A bit of context - my younger brother (he's just turned 30, so he's only a year younger than I am) and I were both adopted, both from different birth families. Within the last 10 years, we both managed to find our biological roots - he found his birth father and I found my birth mother. My brother and I are not related by birth.
Due to complicated circumstances, my brother and I have not been in contact much over the last 10 years - in fact, Christmas last year (2013) was the first time I'd seen K.J. in around 10 years, and I got to meet his fiancee, and we've been slowly reconnecting over the last year.
On to the point of this post - Linders and I were invited to a turkey dinner at my parents' house today, and K.J. and his fiancee were going to be there - they're expecting a baby due just before Christmas, and I was somewhat excited to see them today.
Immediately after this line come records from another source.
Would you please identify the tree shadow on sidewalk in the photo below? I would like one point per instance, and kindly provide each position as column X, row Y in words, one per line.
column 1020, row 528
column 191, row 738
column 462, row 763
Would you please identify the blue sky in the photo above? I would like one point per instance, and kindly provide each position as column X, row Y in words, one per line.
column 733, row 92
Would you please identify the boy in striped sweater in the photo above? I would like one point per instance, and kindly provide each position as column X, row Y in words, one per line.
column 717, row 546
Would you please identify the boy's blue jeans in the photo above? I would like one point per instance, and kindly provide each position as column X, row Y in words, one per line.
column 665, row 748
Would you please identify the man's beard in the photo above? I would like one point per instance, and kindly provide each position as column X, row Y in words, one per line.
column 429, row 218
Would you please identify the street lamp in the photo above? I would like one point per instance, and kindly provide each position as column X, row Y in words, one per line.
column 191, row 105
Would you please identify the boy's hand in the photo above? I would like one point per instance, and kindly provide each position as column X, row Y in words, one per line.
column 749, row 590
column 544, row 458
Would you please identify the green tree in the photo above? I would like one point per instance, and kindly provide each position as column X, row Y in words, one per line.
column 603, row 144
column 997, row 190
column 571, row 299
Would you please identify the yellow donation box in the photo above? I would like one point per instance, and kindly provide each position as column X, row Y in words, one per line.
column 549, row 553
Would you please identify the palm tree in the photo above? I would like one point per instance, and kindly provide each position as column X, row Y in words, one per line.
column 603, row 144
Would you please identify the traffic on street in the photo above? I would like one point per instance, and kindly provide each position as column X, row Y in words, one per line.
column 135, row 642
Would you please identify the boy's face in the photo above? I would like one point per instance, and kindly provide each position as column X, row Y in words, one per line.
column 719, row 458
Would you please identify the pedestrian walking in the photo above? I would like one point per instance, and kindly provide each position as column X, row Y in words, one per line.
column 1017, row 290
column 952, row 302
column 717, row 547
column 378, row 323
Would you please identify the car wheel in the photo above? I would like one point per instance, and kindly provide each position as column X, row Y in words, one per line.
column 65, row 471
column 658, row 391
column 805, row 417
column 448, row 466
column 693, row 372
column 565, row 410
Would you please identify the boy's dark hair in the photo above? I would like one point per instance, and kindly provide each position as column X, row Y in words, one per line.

I had a small gift for them and everything.
I spoke to Dad this morning to confirm what time we'd go over to the house, and he mentioned that Linders and I could come over whenever we're ready, but K.J and his fiancee won't be there... because K.J's grandfather (his birth father's father, who he'd apparently been rather close to since they reconnected ten years ago) passed away and he's going across the province to see that branch of his family.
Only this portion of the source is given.